A questi 3 requisiti, se ne sono aggiunti recentemente altri 2, cioè la veridicità (i dati devono essere affidabili) e variabilità ed è per questo che oggi si preferisce parlare del Modello delle 5 V.
Dopo aver compreso cosa si intende per Big Data, bisogna trovare una soluzione per non disperderli, ma conservarli e interpretarli per raggiungere l’obiettivo aziendale impostato in partenza. Un buon analista quindi distingue i dati che possono essere utili da quelli inutili. Questi ultimi sono messi da parte (e non eliminati, naturalmente). Dopo averli raccolti, l’analista li verifica ed elimina eventuali errori. Si arriva quindi ad un database corposo e ben organizzato in base all’obiettivo.
Dalla raccolta all’analisi: perché è importante leggere i dati correttamente?
Lo studio dei dati è un’attività fondamentale, perciò ogni professionista deve avere a propria disposizione gli strumenti più adatti per intercettare eventuali trend, riconoscere pattern, correlazioni e, in generale, interpretare il dataset a disposizione. Ebbene sì, i dati comunicano, ma solo a chi ha le competenze per interpretarli correttamente.
Dopo aver interpretato i dati, il Data Analyst presenta i risultati dello studio ai responsabili dell’azienda o a chi gli ha affidato il compito.

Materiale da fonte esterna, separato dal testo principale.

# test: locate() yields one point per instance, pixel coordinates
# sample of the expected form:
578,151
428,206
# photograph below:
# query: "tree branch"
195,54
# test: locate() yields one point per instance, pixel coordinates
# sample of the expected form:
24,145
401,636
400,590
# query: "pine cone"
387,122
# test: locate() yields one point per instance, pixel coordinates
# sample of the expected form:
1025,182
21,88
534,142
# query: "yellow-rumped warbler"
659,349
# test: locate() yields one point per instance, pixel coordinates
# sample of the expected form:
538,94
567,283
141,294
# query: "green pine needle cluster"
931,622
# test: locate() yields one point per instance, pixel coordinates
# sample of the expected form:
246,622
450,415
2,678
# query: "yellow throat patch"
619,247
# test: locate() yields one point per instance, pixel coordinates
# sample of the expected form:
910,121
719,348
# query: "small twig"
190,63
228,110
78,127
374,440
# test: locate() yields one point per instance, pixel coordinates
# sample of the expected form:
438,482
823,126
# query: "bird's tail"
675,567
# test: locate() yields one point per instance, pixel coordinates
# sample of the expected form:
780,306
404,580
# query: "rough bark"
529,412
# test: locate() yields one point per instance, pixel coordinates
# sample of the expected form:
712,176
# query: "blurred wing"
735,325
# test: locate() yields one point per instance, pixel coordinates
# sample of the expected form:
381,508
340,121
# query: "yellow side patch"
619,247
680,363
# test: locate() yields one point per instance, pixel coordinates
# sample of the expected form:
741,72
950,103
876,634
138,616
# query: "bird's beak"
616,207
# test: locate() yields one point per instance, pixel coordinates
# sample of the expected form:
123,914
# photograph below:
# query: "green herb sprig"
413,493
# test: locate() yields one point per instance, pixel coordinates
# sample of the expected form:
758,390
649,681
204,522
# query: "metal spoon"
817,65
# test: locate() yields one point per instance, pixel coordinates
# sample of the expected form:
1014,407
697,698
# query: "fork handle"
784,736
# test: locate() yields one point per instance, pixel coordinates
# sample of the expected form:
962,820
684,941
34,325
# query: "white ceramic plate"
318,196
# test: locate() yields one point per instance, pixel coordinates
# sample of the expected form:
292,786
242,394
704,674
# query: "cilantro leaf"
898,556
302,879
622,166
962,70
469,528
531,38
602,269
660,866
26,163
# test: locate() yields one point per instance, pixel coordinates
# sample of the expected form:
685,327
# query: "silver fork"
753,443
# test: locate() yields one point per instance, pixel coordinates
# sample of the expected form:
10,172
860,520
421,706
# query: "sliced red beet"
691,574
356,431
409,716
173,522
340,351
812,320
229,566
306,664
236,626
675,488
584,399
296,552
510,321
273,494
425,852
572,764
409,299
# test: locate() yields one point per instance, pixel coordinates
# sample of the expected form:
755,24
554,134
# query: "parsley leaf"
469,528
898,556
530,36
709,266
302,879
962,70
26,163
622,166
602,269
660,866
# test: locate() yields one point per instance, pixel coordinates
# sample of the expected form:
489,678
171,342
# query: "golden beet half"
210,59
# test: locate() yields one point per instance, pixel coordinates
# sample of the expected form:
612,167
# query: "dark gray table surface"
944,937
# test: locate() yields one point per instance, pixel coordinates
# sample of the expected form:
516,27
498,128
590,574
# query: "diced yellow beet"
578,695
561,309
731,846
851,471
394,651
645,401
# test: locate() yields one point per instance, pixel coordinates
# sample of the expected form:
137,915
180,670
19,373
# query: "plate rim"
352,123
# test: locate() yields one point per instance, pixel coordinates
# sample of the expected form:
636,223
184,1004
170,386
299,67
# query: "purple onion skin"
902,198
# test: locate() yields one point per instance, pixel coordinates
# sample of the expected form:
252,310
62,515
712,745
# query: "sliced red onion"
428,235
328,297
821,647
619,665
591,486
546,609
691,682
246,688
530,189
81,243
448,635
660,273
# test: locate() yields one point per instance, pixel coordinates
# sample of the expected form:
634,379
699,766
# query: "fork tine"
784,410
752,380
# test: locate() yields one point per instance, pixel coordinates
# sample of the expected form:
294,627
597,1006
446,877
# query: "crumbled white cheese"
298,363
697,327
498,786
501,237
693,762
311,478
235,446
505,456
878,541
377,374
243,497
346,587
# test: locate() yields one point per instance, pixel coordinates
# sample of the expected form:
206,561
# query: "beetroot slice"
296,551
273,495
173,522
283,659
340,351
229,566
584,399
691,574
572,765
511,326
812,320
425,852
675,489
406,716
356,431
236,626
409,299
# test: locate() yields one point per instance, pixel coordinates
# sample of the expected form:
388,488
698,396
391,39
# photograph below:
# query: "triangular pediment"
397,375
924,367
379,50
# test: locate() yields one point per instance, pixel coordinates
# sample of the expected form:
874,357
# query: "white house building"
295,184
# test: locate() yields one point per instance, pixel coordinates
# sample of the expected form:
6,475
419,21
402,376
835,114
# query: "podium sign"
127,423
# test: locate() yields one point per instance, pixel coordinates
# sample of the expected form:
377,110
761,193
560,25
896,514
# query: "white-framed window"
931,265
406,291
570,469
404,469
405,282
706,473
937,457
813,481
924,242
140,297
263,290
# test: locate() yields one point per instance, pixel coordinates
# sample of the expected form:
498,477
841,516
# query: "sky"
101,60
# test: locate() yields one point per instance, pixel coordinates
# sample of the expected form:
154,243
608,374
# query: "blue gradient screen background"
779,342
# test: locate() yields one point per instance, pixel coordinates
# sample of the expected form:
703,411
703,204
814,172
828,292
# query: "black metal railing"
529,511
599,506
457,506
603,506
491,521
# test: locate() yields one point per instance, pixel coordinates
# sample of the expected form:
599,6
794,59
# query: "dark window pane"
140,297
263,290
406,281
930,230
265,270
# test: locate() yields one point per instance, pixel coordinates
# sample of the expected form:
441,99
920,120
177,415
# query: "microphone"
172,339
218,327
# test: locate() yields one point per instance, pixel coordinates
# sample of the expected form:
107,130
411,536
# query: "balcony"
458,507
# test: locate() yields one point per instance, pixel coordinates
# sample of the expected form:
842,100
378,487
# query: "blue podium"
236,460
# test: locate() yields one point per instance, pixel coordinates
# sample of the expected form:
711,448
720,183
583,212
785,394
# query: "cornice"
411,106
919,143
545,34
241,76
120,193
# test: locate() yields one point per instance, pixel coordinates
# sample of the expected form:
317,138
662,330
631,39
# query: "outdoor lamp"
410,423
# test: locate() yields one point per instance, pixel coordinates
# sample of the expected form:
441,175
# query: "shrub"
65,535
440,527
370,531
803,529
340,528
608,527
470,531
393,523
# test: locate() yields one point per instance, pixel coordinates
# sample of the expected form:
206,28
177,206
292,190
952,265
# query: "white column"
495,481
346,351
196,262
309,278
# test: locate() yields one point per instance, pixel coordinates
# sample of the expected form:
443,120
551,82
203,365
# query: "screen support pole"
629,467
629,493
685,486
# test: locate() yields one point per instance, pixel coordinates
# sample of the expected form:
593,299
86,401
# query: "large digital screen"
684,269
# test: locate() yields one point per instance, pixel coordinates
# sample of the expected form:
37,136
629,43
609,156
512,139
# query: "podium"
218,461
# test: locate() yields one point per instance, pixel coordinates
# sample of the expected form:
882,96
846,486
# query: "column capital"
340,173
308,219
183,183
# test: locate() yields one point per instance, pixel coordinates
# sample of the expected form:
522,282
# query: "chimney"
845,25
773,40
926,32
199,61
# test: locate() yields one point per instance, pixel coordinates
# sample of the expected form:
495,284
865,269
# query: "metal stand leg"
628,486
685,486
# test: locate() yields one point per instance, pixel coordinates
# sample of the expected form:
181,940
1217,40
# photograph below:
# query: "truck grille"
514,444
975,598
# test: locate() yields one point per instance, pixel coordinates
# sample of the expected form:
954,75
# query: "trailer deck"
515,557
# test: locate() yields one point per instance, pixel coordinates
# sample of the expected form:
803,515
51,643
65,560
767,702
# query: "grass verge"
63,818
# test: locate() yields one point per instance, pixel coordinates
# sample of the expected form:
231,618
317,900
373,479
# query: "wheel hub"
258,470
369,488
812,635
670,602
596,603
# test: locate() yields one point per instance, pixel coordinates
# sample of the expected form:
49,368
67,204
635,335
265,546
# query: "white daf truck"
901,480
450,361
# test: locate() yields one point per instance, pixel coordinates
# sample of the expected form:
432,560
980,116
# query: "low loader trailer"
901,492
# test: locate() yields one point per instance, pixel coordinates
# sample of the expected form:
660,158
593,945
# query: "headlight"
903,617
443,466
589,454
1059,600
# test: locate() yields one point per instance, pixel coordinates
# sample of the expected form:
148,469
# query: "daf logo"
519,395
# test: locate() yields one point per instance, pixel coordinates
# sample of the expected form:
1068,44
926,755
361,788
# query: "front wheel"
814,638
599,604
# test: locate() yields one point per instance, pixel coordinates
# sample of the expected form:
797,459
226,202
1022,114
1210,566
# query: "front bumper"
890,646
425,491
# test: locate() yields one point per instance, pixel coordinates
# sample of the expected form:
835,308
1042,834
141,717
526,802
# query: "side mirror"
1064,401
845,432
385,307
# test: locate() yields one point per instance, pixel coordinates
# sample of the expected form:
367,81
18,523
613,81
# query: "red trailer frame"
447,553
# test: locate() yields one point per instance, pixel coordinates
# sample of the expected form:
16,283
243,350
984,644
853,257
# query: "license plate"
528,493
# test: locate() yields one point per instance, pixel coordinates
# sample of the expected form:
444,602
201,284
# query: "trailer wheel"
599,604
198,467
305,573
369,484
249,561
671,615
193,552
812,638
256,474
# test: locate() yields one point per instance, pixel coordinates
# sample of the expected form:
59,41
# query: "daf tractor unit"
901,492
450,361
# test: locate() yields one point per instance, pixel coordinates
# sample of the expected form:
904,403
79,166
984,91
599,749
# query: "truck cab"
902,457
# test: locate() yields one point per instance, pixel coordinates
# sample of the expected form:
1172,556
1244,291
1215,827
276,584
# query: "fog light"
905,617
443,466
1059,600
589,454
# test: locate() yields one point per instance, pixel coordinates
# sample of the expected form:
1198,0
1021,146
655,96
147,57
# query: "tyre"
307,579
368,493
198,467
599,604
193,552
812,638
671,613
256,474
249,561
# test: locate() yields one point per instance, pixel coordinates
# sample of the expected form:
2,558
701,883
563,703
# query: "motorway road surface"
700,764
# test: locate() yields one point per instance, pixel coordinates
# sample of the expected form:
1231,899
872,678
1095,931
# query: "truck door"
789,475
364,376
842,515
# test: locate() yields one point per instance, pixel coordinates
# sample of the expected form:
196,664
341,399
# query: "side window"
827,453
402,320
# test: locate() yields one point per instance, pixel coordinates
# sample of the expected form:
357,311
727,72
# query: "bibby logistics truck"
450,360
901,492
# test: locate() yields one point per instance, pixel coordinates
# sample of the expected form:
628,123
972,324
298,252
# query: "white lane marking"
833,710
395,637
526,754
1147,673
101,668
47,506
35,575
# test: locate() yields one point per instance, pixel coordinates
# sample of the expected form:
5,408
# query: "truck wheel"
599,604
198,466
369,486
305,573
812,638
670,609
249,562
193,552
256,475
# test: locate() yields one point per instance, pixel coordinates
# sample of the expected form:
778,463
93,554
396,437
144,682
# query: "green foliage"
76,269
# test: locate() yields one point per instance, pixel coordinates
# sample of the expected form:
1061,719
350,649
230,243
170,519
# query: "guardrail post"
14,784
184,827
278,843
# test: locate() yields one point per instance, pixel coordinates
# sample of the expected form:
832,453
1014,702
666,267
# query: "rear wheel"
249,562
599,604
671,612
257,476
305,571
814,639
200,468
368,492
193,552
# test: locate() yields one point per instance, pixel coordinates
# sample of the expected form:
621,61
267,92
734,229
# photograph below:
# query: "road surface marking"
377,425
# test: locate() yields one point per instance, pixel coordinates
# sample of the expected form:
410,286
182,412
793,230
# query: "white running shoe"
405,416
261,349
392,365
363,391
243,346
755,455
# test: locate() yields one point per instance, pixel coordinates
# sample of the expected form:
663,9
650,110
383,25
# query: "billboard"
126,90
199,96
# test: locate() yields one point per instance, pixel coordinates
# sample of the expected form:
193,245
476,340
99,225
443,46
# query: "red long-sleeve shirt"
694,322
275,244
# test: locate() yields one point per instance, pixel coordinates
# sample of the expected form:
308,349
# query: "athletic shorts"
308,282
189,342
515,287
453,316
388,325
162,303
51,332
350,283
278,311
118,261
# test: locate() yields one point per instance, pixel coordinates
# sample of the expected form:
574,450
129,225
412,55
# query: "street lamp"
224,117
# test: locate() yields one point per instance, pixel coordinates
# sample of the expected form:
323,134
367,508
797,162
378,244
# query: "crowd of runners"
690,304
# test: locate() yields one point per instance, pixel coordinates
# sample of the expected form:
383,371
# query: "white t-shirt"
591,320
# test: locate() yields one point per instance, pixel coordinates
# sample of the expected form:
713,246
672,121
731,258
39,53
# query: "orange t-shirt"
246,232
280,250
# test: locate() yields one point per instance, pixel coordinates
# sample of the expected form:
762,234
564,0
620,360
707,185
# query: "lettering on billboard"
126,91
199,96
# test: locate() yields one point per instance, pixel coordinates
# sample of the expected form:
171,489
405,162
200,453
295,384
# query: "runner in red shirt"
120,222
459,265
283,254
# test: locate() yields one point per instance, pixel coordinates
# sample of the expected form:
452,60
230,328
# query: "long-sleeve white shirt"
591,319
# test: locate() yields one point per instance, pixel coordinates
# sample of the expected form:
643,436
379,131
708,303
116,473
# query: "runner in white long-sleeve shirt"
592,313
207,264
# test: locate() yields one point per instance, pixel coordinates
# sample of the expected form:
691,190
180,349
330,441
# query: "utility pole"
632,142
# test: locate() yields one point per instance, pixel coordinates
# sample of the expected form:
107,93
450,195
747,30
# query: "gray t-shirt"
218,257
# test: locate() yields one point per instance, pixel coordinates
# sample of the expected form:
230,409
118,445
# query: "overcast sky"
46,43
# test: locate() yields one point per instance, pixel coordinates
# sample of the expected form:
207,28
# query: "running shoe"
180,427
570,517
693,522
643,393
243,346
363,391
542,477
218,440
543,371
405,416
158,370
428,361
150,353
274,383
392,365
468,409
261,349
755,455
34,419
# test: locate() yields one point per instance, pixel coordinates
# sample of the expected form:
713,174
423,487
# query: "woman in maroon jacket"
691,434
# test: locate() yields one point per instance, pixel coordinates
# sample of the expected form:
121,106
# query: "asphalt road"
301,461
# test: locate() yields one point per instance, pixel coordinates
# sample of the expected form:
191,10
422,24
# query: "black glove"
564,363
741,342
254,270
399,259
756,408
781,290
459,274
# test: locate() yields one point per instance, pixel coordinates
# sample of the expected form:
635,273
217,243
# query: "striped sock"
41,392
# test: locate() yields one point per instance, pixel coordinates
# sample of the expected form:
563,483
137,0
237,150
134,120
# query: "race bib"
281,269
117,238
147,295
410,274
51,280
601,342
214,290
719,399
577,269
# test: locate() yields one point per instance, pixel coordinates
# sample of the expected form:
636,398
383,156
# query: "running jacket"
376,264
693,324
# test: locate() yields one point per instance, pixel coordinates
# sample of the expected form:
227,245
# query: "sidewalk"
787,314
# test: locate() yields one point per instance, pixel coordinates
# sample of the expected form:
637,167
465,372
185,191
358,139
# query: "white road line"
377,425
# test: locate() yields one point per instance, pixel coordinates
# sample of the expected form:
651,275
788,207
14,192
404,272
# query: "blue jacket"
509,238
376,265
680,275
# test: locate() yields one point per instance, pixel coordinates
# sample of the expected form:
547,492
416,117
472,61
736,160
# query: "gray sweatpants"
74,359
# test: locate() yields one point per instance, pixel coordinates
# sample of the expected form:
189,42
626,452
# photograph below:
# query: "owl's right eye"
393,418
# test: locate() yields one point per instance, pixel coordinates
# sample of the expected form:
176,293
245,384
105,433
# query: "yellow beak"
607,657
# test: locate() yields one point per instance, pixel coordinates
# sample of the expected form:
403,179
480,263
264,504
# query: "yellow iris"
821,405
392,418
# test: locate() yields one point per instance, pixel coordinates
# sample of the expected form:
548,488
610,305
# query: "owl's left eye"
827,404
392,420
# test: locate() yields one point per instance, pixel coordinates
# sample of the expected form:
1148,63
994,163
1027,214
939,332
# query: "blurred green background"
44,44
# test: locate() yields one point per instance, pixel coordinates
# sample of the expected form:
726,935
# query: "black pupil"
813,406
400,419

A questo punto, è fondamentale che le informazioni vengano presentate in modo chiaro e comprensibile e per farlo è possibile sfruttare grafici, tabelle, schemi e spiegazioni.
In conclusione: perché un data analyst è fondamentale per le aziende?
Il Data Analyst è una figura chiave per l’azienda perché:
- Permette di non disperdere informazioni cruciali per la crescita aziendale che altrimenti verrebbero ignorate.
- Riesce a trasformare le informazioni in database corposi e ben organizzati.
- Trasforma la lettura astratta di dati in azioni concrete.
- Aiuta a prendere decisioni specifiche utilizzando come base la lettura di dati.
Sono ancora poche le aziende che sfruttano pienamente le informazioni a propria disposizione, eppure la raccolta di dati potrebbe davvero essere determinante per sviluppare strategie, prendere decisioni e implementare modelli di business competitivi e innovativi.